Le souvenir de l'ange

Il y a l'amour. Et puis, il y a la vie, son ennemie. Jean Anouilh

Les trois hommes, l'adolescent et les deux représentants de l'ordre public, se trouvaient au lycée public de Charlestown. Il n'y avait personne d'autre dans la petite salle de classe.

Quelques minutes plus tôt, le directeur du lycée leur avait dit qu'ils avaient de la chance de pouvoir parler à Johnny. Et pour cause : le jeune homme, bagarreur et réputé réfractaire à toute forme d'autorité, faisait partie des élèves les moins assidus de l'établissement – un groupe de plus en plus fourni, avait encore déploré le directeur.

Sans un mot, Johnny Wright s'était assis derrière une table, comme l'élève qu'il était encore alors que Matt Howard et l'inspecteur Ronald Becker demeuraient debout.

Appuyé contre l'une des tables, Matt laissa le policier mener l'interrogatoire, mal à l'aise dans ce lieu que sa défunte femme avait tant chéri et qu'il cherchait désormais à éviter.

— Depuis combien de temps sortiez-vous avec Michelle Duncan ? commença par demander l'inspecteur Becker.

— Un an, à peu près.

— En continu ou en pointillés ?

— On a rompu plusieurs fois, reconnut Johnny d'un ton maussade.

— Pour quelles raisons ?

— Ses parents le plus souvent. Ils peuvent pas me saquer.

Sa voix était morne, sans entrain. Contrairement à Mary Abbott, David Fitzgerald ou Gregory Dawson, il ne semblait pas s'interroger sur leur présence. Il ne leur avait même pas demandé la raison de cette entrevue, semblable à un interrogatoire. Mais quelque chose lui disait que Johnny avait trop l'habitude de voir débarquer la police pour un oui ou pour un non pour se poser des questions. Pour lui, ce devait être la routine.
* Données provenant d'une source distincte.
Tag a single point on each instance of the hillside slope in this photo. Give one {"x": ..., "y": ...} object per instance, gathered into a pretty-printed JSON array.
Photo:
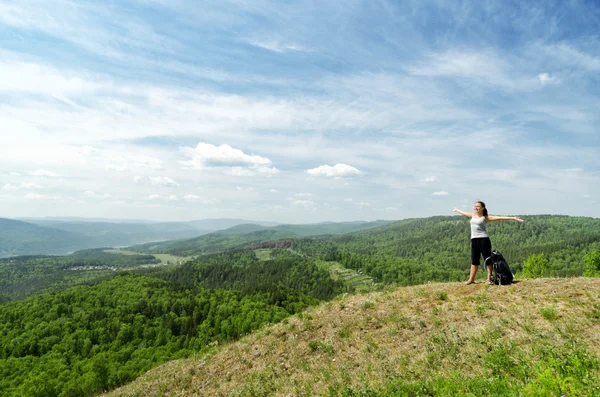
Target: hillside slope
[
  {"x": 22, "y": 238},
  {"x": 536, "y": 337}
]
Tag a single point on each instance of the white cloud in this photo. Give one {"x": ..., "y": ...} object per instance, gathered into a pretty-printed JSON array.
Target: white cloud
[
  {"x": 337, "y": 171},
  {"x": 545, "y": 78},
  {"x": 303, "y": 202},
  {"x": 43, "y": 173},
  {"x": 33, "y": 196},
  {"x": 29, "y": 185},
  {"x": 205, "y": 154},
  {"x": 120, "y": 162},
  {"x": 233, "y": 161},
  {"x": 171, "y": 197},
  {"x": 163, "y": 181},
  {"x": 277, "y": 46},
  {"x": 94, "y": 195}
]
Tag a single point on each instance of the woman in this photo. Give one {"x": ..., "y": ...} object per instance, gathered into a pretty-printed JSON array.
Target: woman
[{"x": 480, "y": 241}]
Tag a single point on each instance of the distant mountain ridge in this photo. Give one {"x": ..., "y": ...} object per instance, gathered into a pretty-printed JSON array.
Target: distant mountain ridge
[
  {"x": 241, "y": 235},
  {"x": 22, "y": 238},
  {"x": 59, "y": 236}
]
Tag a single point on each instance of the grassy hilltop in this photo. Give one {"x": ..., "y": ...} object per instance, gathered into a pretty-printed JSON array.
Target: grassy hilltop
[{"x": 539, "y": 337}]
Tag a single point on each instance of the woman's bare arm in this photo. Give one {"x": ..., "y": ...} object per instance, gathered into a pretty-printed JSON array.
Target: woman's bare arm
[
  {"x": 467, "y": 214},
  {"x": 491, "y": 218}
]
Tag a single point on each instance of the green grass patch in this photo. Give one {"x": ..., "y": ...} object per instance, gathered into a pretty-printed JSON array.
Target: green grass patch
[{"x": 549, "y": 313}]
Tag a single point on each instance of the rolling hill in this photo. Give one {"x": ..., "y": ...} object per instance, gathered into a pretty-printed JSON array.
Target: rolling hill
[
  {"x": 537, "y": 337},
  {"x": 22, "y": 238},
  {"x": 241, "y": 235}
]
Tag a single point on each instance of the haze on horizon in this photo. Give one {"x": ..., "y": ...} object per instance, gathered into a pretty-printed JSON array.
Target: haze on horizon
[{"x": 298, "y": 112}]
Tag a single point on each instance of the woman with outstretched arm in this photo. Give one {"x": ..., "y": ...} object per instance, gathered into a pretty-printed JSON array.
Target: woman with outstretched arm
[{"x": 480, "y": 240}]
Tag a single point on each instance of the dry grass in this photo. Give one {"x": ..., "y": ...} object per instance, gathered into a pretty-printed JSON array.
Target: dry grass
[{"x": 410, "y": 333}]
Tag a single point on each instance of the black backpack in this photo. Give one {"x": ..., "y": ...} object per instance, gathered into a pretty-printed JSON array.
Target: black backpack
[{"x": 501, "y": 274}]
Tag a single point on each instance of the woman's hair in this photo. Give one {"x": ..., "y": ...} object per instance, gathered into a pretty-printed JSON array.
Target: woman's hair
[{"x": 484, "y": 209}]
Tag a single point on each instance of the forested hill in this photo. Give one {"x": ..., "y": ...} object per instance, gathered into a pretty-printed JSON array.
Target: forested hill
[
  {"x": 240, "y": 236},
  {"x": 535, "y": 338},
  {"x": 95, "y": 337},
  {"x": 413, "y": 251},
  {"x": 22, "y": 238}
]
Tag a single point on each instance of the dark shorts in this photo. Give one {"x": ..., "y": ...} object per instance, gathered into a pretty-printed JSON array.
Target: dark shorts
[{"x": 480, "y": 246}]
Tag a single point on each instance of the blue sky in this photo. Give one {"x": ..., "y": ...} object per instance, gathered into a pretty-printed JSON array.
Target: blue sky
[{"x": 298, "y": 111}]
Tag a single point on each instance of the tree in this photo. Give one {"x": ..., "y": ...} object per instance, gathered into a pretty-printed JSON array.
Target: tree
[
  {"x": 535, "y": 266},
  {"x": 592, "y": 264}
]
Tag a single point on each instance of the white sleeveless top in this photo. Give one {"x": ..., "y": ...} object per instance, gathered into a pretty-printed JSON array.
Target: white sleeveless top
[{"x": 478, "y": 227}]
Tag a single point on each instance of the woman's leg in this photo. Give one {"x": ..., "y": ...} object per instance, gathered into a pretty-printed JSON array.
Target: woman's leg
[
  {"x": 472, "y": 274},
  {"x": 486, "y": 251},
  {"x": 475, "y": 254}
]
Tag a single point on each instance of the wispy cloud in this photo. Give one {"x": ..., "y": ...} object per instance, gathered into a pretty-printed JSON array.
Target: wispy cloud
[
  {"x": 337, "y": 171},
  {"x": 161, "y": 101}
]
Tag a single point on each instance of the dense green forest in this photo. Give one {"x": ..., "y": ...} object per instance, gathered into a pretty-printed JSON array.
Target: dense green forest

Alors il se contentait de répondre à leurs questions d'une voix lasse, pressé d'en fin. Il était pressé d'en finir et ne cherchait même pas à le dissimuler.
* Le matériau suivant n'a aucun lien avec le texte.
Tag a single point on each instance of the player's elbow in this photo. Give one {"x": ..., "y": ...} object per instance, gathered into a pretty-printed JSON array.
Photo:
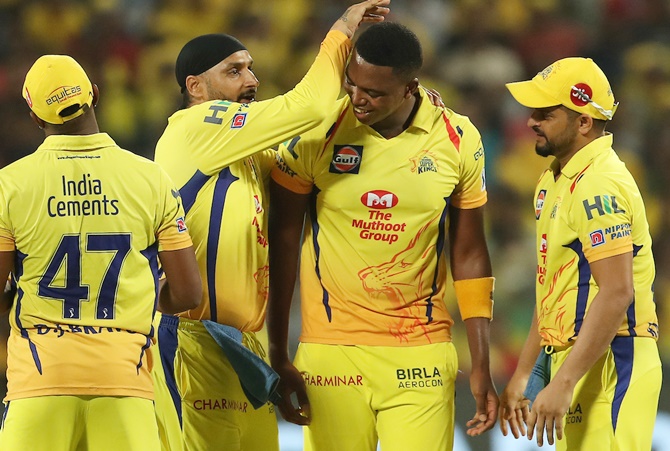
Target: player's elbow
[{"x": 183, "y": 294}]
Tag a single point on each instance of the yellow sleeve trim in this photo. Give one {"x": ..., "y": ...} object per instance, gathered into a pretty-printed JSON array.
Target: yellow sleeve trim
[{"x": 475, "y": 297}]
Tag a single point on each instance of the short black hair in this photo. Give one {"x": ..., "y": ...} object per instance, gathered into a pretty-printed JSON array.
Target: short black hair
[{"x": 393, "y": 45}]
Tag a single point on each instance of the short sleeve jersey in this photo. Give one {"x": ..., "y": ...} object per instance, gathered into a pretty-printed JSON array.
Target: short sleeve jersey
[
  {"x": 86, "y": 220},
  {"x": 373, "y": 270},
  {"x": 216, "y": 152},
  {"x": 592, "y": 211}
]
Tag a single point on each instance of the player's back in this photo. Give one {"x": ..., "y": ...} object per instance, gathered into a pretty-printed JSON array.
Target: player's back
[{"x": 84, "y": 215}]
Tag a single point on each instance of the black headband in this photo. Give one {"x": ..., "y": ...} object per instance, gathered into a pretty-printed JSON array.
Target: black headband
[{"x": 203, "y": 53}]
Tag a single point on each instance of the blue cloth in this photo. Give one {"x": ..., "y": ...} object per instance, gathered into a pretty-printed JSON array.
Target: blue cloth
[
  {"x": 259, "y": 381},
  {"x": 539, "y": 376}
]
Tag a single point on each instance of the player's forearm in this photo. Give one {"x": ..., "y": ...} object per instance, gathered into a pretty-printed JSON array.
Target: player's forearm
[
  {"x": 529, "y": 351},
  {"x": 286, "y": 215},
  {"x": 321, "y": 86},
  {"x": 478, "y": 332}
]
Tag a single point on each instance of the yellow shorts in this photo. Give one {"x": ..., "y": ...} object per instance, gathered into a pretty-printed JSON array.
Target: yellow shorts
[
  {"x": 200, "y": 403},
  {"x": 64, "y": 422},
  {"x": 401, "y": 396},
  {"x": 614, "y": 405}
]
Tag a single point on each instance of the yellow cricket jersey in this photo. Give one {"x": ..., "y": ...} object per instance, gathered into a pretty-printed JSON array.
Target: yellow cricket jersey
[
  {"x": 594, "y": 210},
  {"x": 216, "y": 152},
  {"x": 373, "y": 270},
  {"x": 87, "y": 220}
]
— Pourquoi ses parents ne vous appréciaient pas ?

Johnny releva légèrement la tête, il paraissait presque amusé par la question.

— A votre avis, monsieur l'inspecteur de police ? Pour ça.

Il montra sa casquette rouge, signe, Matt ne le savait trop bien, d'appartenance au gang des Black Saints Devils. Il ne la portait pas quand le directeur l'avait amené mais l'avait remise dès que la porte s'était refermée derrière lui. Matt n'avait pas bronché : il était là pour obtenir des informations sur la mort de Michelle Duncan, pas pour faire la discipline.

Quand Johnny croisa les bras sur sa poitrine, Matt remarqua que ses avant-bras découverts et musculeux laissaient entrevoir une série de tatouages entrelacés.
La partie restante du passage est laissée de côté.